Sender: linux-fsdevel-owner@vger.kernel.org
Precedence: bulk
List-ID: <linux-fsdevel.vger.kernel.org>
X-Mailing-List: linux-fsdevel@vger.kernel.org

On Fri, Jan 11, 2019 at 5:51 PM Andreas Dilger <adilger@dilger.ca> wrote:
>
> On Jan 11, 2019, at 3:02 PM, Steve French <smfrench@gmail.com> wrote:
> >
> > On Fri, Jan 11, 2019 at 3:48 PM Andreas Dilger <adilger@dilger.ca> wrote:
> >>
> >> On Jan 11, 2019, at 2:13 PM, Steve French <smfrench@gmail.com> wrote:
> >>>
> >>> On Fri, Jan 11, 2019 at 7:28 AM Matthew Wilcox <willy@infradead.org> wrote:
> >>>>
> >>>> On Fri, Jan 11, 2019 at 12:11:00AM -0600, Steve French wrote:
> >>>>> In discussing an interesting problem with scp recently with Pavel, we
> >>>>> found a fairly obvious bug in scp when it is run with a progress
> >>>>> indicator (which is the default when the source file is remote).
> >>>>>
> >>>>> scp triggers "SIGALRM" probably from update_progress_meter() in
> >>>>> progressmeter.c when executed with "scp localhost:somelargefile /mnt"
> >>>>> ie with an ssh source path but a local path for the target, as long as
> > <snip>
> >
> >> My typical response for issues like this is to find the github repo for
> >> the code and push a patch to fix the code myself.  If I can't find the
> >> upstream project/source repo easily, download the .src.rpm and make a
> >> patch and submit it to the major distro package maintainers (RHEL, SLES,
> >> Ubuntu or Debian), so that at least it is fixed for the vast majority
> >> of users, and those maintainers can handle pushing the patch further
> >> upstream (and smaller distros will copy patches/sources from them).
> >
> > I have built the scp code as an experiment and by the way there are many,
> > many things that could be changed (other copy tools e.g. robocopy even rsync
> > and cp) look much more mature (with lots more useful performance options).

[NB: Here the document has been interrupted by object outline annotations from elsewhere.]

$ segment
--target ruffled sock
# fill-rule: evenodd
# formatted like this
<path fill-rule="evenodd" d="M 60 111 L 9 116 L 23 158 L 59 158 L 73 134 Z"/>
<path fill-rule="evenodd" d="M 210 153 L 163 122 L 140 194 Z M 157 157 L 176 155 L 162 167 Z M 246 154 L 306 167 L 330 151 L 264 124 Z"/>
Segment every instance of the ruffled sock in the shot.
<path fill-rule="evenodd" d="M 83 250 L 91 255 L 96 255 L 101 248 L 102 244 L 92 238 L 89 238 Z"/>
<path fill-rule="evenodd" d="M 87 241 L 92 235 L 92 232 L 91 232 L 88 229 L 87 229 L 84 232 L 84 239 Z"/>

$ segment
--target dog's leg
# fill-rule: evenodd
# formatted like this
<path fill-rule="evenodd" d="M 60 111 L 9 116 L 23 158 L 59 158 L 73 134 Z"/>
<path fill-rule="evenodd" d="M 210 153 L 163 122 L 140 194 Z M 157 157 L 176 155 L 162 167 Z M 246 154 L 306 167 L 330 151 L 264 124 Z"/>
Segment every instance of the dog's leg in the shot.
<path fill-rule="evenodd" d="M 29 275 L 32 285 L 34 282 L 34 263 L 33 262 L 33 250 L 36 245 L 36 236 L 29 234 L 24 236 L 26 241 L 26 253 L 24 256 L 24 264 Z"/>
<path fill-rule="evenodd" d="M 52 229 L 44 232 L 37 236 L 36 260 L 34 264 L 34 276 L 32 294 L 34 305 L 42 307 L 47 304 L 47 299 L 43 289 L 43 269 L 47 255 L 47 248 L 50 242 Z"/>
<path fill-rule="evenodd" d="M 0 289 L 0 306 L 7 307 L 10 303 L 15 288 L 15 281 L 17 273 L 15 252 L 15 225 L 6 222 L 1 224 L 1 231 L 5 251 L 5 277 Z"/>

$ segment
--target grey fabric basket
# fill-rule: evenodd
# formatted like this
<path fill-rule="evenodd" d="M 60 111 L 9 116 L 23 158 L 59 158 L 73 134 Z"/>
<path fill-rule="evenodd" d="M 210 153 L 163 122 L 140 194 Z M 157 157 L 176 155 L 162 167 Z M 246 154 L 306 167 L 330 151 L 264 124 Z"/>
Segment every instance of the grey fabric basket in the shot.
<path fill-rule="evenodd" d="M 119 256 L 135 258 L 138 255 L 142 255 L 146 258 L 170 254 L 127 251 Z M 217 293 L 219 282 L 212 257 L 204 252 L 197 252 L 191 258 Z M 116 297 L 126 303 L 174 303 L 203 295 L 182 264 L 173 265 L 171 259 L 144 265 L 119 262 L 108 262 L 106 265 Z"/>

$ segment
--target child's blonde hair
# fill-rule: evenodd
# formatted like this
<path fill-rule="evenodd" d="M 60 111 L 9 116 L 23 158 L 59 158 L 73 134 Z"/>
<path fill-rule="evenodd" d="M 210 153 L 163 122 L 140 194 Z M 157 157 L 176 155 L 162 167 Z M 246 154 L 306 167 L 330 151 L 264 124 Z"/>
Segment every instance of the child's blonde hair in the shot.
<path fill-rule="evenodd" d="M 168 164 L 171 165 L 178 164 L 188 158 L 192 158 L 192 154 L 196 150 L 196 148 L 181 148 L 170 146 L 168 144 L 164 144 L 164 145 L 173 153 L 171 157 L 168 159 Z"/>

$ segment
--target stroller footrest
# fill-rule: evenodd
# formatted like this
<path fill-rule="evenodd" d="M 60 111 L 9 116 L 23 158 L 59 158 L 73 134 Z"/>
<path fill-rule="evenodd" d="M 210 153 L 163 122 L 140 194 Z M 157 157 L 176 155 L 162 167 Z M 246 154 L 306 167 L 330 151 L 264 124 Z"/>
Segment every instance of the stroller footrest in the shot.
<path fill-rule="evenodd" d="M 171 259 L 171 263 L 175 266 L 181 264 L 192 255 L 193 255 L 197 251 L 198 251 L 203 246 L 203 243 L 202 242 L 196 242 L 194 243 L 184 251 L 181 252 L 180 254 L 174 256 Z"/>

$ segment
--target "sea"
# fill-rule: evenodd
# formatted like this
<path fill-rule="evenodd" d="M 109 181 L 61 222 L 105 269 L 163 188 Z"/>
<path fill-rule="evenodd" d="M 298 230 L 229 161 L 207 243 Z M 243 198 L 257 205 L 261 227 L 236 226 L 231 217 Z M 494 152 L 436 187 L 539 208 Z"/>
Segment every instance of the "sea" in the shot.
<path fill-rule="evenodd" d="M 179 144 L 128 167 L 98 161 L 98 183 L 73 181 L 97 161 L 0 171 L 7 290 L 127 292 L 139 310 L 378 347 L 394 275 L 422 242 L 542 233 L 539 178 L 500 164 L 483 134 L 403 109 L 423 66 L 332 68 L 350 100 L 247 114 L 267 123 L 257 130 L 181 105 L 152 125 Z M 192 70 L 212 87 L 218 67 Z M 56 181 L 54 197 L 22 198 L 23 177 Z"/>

> > My earlier experiments e.g. changing the scp i/o size to something larger
> > did help as expected for various cases (16K is suboptimal in many cases).
>
> Years ago I submitted a patch to fix GNU fileutils so that "cp" could use
> st_blksize to determine the data IO size for the copy.  Originally it was
> allocate its copy buffer on the stack, but when Lustre returned st_blksize
> of 8MB it exploded.  2MB was safe at the time, and what we used for many
> years but fixing "cp" allowed us to increase st_blksize over time. Probably
> scp should be modified to do the same.
>
> It is often just a case of the developer didn't know any better, or the code
> was written so long ago that 16KB transfers were seen as a huge improvement
> over 4KB or 1KB transfers, and nobody has looked at it again.  Since we all
> depend on other developers to know their side of the house (e.g. I'm wholly
> dependent on others for the crypto implementation of SSH/scp), we may as
> well provide some help when there is something as widely used as scp that
> we can improve in some useful way.
>
> > But in this case it seems much simpler - the code path is basically
> > read 16K over ssh
> > write 16K to local/network file system (cached)

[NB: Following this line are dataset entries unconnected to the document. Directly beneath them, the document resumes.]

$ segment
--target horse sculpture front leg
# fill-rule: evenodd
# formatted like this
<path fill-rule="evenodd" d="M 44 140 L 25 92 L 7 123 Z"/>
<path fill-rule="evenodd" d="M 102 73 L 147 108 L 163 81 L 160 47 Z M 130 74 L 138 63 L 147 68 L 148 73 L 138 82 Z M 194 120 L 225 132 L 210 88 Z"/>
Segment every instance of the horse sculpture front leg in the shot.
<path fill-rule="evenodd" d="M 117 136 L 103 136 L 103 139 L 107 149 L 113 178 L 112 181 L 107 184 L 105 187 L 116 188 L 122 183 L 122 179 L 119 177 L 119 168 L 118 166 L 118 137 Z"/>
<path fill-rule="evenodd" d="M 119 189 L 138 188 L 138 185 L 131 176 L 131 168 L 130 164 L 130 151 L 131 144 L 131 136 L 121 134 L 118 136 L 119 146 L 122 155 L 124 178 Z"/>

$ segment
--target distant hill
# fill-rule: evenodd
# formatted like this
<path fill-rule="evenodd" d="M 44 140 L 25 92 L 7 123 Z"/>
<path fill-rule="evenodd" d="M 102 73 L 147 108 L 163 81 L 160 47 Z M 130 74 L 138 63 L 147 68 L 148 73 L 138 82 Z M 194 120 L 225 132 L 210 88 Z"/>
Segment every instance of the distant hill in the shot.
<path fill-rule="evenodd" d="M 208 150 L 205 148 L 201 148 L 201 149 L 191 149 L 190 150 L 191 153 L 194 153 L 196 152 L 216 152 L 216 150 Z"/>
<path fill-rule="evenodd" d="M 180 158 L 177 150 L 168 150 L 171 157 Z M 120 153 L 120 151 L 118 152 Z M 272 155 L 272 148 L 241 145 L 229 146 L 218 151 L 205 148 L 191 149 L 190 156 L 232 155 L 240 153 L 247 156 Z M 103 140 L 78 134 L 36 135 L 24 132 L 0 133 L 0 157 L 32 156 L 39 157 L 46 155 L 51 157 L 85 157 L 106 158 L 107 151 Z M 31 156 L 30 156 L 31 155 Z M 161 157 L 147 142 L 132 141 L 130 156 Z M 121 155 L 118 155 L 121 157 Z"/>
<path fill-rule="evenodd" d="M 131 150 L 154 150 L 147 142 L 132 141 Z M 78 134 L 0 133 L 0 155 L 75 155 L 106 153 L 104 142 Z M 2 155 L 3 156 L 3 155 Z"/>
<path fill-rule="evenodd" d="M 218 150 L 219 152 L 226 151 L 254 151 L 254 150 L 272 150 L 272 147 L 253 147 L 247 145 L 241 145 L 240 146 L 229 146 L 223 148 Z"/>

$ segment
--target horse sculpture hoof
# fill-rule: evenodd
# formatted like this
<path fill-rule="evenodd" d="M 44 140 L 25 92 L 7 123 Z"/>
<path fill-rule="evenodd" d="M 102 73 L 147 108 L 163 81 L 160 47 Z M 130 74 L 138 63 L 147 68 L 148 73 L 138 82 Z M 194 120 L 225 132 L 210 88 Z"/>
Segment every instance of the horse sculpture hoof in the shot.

> > (repeated 1000s of times)
> > then ftruncate
>
> Even if the filesystem is transferring large IOs from disk/network, doing
> many thousands of excess system calls is pure overhead that could be avoided.

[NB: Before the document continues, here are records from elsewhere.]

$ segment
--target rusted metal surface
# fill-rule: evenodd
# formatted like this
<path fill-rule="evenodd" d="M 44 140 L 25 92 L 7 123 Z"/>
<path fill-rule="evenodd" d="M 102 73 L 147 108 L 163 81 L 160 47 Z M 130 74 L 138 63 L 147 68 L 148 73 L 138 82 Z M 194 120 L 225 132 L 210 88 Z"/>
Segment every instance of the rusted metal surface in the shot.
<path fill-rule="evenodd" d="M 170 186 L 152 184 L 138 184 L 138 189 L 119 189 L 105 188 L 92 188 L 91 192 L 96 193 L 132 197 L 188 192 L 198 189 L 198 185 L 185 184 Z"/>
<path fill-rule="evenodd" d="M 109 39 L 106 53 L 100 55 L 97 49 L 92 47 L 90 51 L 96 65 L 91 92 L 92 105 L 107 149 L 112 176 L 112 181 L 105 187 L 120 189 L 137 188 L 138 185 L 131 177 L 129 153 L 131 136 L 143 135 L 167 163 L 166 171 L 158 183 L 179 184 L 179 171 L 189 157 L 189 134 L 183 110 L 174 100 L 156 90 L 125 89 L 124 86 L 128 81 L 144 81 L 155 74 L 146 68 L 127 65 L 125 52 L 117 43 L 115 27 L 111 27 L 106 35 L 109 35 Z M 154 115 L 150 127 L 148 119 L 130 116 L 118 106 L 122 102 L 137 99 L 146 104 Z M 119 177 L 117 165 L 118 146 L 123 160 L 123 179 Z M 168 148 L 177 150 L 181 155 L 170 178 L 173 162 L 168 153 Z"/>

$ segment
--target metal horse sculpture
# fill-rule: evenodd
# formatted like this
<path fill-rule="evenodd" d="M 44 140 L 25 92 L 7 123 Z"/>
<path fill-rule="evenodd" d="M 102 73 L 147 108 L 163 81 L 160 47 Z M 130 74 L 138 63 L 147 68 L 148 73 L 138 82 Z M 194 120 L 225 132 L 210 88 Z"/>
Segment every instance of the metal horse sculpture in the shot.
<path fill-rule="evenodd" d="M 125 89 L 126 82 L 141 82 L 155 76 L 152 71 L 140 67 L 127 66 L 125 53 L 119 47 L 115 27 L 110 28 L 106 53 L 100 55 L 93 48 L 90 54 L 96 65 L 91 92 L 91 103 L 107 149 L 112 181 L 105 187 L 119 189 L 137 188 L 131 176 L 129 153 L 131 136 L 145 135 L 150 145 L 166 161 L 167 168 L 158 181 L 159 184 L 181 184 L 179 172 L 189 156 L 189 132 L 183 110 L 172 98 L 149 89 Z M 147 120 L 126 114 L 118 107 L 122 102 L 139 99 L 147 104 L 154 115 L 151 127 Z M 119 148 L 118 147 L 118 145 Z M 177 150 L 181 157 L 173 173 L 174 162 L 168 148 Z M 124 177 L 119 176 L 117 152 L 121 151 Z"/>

> Also, even if scp could only do 16KB network transfers, staying in tight
> "scp copies data over ssh" loop is better for icache/dcache/context, then
> doing a single large write call to/from the filesystem is most efficient
> on that side of the house.
>
> >> ... why would the truncate() take a long time even if the file
> >> is large, since it shouldn't actually be doing any work to change the
> >> size of the file (I'm assuming that the target file is either empty or
> >> about the same size during an overwrite, you didn't mention anything
> >> unusual as a requirement).
> >
> > ftruncate if it were simply setting the file size would be very fast,
> > except that setting the file size needs to have the data written out
> > (writes otherwise could risk extending the file size) so triggers a
> > call to writepages (filemap_write_and_wait) as a sideeffect
> > so all the cached data is finally written out which can take a few
> > seconds and cause the scp progress indicator to malfunction
> > and trigger the SIGALRM.  This is normally not a problem
> > fsync etc. can take longer than a single i/o operation.
>
> This seems more like a kernel/filesystem issue.  We shouldn't have to flush
> the entire file to disk just to change the file size.  In the exceedingly
> common case of the current size == truncate() size, the truncate should be
> a no-op unless the on-disk size is > new size?  In the unlikely case that
> file size > new size then it could truncate only the pages and on-disk
> blocks beyond the new size?
>
> I don't see how pages in cache < new size could cause the file size to be
> extended.  Is this a VFS/MM thing, or CIFS-specific?

I suspect that for various other network/cluster file systems, flushing (not
to disk but at least to the server, ie across the network) is considered safer
to do before certain metadata updates (including setting file size)


-- 
Thanks,

Steve